Kata terakhirnya didahului huruf yang menyatakan tujuan, sehingga yang dinyatakan arah, bukan keadaan. Jadi yang dijanjikan bukan bahwa ia akan berada di dalam kemudahan melainkan bahwa ia akan dimudahkan menuju ke sana, dan perbedaan itu perlu dijaga di dalam terjemahannya.
Renungan dan Hikmah
- Kata terakhir ayat ini muncul 2 kali di 2 surah, yaitu di 87:8 dan 92:7. Kesejajaran antara surah ini dan surah 92 berulang empat kali: kata untuk orang yang paling celaka cuma di 87:11 dan 92:15, kata untuk menyucitumbuhkan diri di 87:14 dan 92:18, dan kata untuk yang tertinggi di 87:1 dan 92:20. Jadi empat kata yang jarang dipakai Allah sama-sama hidup di kedua surah itu. Empat kata langka yang sama-sama hidup di dua surah menandai keduanya sebagai sepasang, dan tidak satu pun ayat menyatakan pasangan itu.
- Bentuk kata kerjanya berpola kedua, sehingga artinya membuat sesuatu menjadi mudah, bukan menjadi mudah sendiri. Jadi yang dinyatakan perbuatan Allah yang mengerjakan pemudahan itu, bukan keadaan yang datang begitu saja. Bentuk yang sama dipakai di 54:17, dan di kedua tempat itu pelakunya Dia, bukan orang yang menerimanya. Pemudahan yang dikerjakan dari luar tidak menghapus kesulitan, melainkan mengubah orang yang menghadapinya. Yang dimudahkan orangnya, dan itu bertahan lebih lama daripada beban yang diringankan sekali.
- Kata kerjanya memakai kata ganti objek yang menunjuk orangnya, bukan pekerjaannya. Jadi yang dimudahkan Allah orangnya, bukan tugasnya. Perbedaan itu perlu dijaga: memudahkan seseorang menuju sesuatu berbeda dari memudahkan sesuatu bagi seseorang. Yang pertama mengubah yang menjalani, dan yang kedua cuma mengurangi bebannya. Memudahkan orangnya berbeda dari mengurangi bebannya, dan yang pertama bertahan sesudah bebannya bertambah lagi.
- Akar kedua kata pokoknya dipakai di 40 ayat, antara lain 2:185, 44:58, 54:17, 65:7, dan 94:5. Di 54:17 akar itu dipakai Allah untuk pemudahan Al-Qur'an supaya bisa diingat, dan di 94:5 untuk kemudahan yang menyertai kesulitan.
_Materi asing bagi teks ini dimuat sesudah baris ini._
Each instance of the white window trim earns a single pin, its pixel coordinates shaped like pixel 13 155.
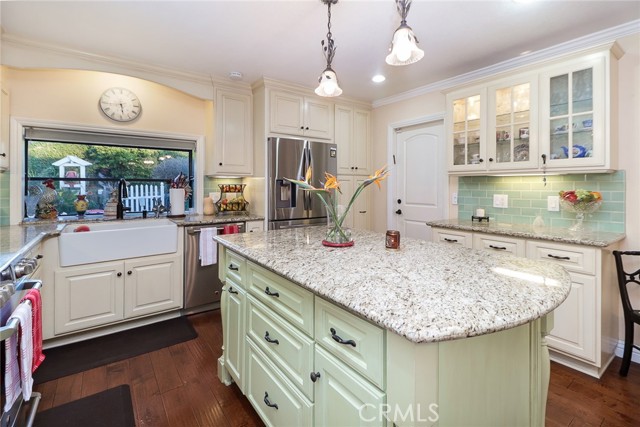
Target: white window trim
pixel 16 166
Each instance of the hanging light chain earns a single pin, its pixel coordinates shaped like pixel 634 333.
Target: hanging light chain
pixel 330 49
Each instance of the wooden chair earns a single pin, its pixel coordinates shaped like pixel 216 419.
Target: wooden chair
pixel 631 316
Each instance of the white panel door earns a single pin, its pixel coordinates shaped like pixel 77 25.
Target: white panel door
pixel 420 177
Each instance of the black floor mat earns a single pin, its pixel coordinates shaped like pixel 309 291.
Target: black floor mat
pixel 73 358
pixel 109 408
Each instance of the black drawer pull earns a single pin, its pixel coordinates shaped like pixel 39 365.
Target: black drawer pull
pixel 340 340
pixel 268 403
pixel 271 294
pixel 269 339
pixel 566 258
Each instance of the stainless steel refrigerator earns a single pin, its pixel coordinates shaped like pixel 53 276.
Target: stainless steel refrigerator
pixel 289 206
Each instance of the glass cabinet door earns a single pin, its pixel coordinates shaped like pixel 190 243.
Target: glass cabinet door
pixel 571 118
pixel 574 106
pixel 466 131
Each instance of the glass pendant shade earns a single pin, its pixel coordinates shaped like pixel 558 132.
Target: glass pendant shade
pixel 404 47
pixel 328 84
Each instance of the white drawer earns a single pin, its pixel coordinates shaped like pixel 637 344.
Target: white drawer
pixel 288 348
pixel 353 340
pixel 499 244
pixel 574 258
pixel 292 302
pixel 275 399
pixel 236 267
pixel 453 236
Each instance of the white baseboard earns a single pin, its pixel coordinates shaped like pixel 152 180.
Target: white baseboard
pixel 635 354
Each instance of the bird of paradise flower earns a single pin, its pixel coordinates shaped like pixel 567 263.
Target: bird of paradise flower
pixel 327 195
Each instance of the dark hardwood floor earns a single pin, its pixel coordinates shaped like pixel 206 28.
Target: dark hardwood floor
pixel 178 386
Jadi akar yang sama menyebut pemudahan atas kitabnya dan pemudahan atas orang yang membawanya. Satu akar yang memudahkan kitab dan memudahkan pembawanya menyatukan keduanya di dalam satu perbuatan. Kesejajaran antara dua surah yang tidak saling menyebut cuma bisa ditemukan pembaca yang membaca keduanya.
- Ayat ini sejajar dengan 87:6 dalam bentuk dan kedudukannya. Keduanya berorang pertama jamak, keduanya menyebut apa yang akan datang, dan keduanya memakai kata ganti objek yang menunjuk yang disapa. Jadi Allah memberi dua janji berturut-turut dengan rangka yang sama, dan yang menyelanya cuma pengecualian di 87:7. Dua janji dengan rangka yang sama yang diselang satu pengecualian membuat pengecualian itu terbaca sebagai bagian dari keduanya.
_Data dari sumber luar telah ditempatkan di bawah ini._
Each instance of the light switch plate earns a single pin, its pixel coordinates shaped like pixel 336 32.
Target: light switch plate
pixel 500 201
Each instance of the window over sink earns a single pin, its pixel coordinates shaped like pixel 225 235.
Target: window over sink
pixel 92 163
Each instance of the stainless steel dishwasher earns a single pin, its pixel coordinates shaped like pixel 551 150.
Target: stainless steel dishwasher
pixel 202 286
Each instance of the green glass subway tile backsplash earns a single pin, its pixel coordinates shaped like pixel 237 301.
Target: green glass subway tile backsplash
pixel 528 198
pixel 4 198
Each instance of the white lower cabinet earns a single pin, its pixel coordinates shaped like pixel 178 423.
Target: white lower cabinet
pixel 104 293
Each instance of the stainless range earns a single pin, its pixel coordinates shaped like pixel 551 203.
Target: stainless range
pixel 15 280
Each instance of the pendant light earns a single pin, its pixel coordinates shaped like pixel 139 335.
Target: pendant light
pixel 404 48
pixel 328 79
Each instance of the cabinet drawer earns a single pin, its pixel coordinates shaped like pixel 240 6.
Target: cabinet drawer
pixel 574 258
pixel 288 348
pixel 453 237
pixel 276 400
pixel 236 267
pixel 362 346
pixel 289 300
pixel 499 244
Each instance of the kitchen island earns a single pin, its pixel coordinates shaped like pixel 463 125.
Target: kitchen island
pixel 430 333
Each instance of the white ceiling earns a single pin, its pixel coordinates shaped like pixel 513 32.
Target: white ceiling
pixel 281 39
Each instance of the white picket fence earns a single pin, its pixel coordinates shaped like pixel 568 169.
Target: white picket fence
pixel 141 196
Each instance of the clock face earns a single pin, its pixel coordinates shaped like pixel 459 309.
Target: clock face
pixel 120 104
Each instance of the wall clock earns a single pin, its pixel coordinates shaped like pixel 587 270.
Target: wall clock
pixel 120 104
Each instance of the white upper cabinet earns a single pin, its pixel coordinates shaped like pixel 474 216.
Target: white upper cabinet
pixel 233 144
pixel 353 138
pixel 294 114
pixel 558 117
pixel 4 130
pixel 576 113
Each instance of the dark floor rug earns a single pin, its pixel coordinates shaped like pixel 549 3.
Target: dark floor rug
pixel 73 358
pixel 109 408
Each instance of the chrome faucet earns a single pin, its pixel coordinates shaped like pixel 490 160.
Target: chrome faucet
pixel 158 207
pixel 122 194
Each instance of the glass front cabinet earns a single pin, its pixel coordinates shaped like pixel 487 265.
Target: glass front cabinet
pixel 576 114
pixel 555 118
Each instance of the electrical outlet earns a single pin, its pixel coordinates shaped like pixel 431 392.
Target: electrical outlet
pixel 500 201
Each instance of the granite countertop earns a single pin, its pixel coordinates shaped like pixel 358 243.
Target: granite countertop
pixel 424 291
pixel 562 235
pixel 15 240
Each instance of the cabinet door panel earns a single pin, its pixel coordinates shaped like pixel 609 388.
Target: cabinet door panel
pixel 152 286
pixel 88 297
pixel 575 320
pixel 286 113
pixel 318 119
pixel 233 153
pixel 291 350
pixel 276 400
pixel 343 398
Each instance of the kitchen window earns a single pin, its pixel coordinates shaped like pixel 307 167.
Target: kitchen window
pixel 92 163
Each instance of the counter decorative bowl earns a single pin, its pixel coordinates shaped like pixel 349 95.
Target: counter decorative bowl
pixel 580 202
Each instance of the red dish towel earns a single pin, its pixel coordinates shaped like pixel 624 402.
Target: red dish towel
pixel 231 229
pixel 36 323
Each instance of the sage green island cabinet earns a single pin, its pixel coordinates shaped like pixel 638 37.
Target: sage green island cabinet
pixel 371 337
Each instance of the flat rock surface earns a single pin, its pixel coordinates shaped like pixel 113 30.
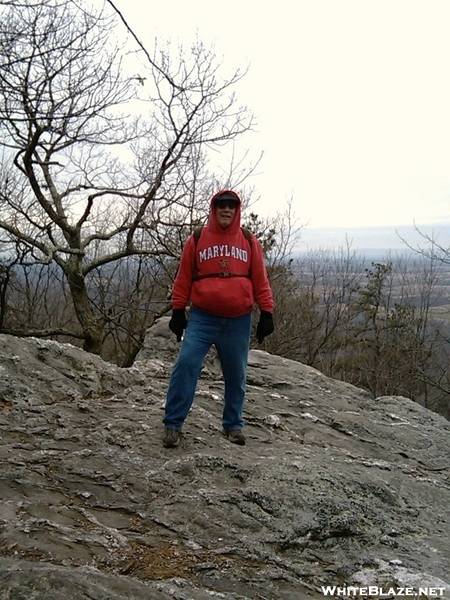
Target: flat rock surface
pixel 332 488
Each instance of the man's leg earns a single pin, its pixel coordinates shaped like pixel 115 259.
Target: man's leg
pixel 200 334
pixel 232 348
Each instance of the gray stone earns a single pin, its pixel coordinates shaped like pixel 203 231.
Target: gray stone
pixel 333 487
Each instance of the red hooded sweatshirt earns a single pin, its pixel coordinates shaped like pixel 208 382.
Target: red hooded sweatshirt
pixel 236 268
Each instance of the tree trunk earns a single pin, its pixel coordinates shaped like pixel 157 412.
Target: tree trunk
pixel 91 324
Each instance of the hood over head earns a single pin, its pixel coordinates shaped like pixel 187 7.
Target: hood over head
pixel 212 220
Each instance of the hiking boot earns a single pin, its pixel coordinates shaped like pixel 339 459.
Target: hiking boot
pixel 171 438
pixel 236 437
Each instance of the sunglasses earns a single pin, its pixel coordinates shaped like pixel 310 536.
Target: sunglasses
pixel 226 204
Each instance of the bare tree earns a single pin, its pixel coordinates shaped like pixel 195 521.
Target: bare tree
pixel 70 192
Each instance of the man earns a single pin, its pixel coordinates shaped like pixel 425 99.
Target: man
pixel 222 274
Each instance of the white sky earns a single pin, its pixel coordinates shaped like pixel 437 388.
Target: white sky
pixel 352 99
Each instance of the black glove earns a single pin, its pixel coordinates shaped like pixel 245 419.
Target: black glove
pixel 178 322
pixel 265 326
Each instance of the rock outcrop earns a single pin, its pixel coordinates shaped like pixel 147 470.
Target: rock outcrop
pixel 333 488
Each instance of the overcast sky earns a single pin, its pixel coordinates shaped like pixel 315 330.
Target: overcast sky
pixel 352 99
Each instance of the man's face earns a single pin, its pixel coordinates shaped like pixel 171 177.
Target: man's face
pixel 225 212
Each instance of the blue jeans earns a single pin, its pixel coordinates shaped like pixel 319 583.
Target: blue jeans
pixel 231 336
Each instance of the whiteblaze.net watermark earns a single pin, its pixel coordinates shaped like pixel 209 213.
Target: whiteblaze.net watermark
pixel 376 591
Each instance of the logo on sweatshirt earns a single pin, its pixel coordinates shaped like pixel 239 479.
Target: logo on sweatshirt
pixel 223 251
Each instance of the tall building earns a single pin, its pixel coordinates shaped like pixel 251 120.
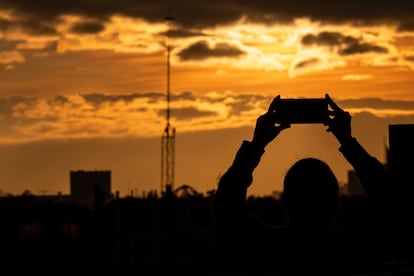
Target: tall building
pixel 354 184
pixel 401 169
pixel 91 189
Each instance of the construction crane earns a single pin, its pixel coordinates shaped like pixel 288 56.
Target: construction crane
pixel 168 136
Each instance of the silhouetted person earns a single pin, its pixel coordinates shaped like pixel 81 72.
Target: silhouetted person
pixel 310 240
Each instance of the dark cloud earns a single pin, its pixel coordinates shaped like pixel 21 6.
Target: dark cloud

- Kedua kata pokok di ayat ini berasal dari satu akar yang sama, sehingga kata kerjanya dan tujuannya berbagi satu sumber. Susunan yang mengulang akar seperti itu menguatkan tanpa menambah kata baru. Apa yang dinyatakan sebuah janji ketika perbuatannya dan tujuannya dinamai Allah dengan kata yang berasal dari satu akar? Menguatkan dengan mengulang akar menghemat kata sekaligus mengikat perbuatannya kepada tujuannya lebih rapat daripada kata sifat mana pun.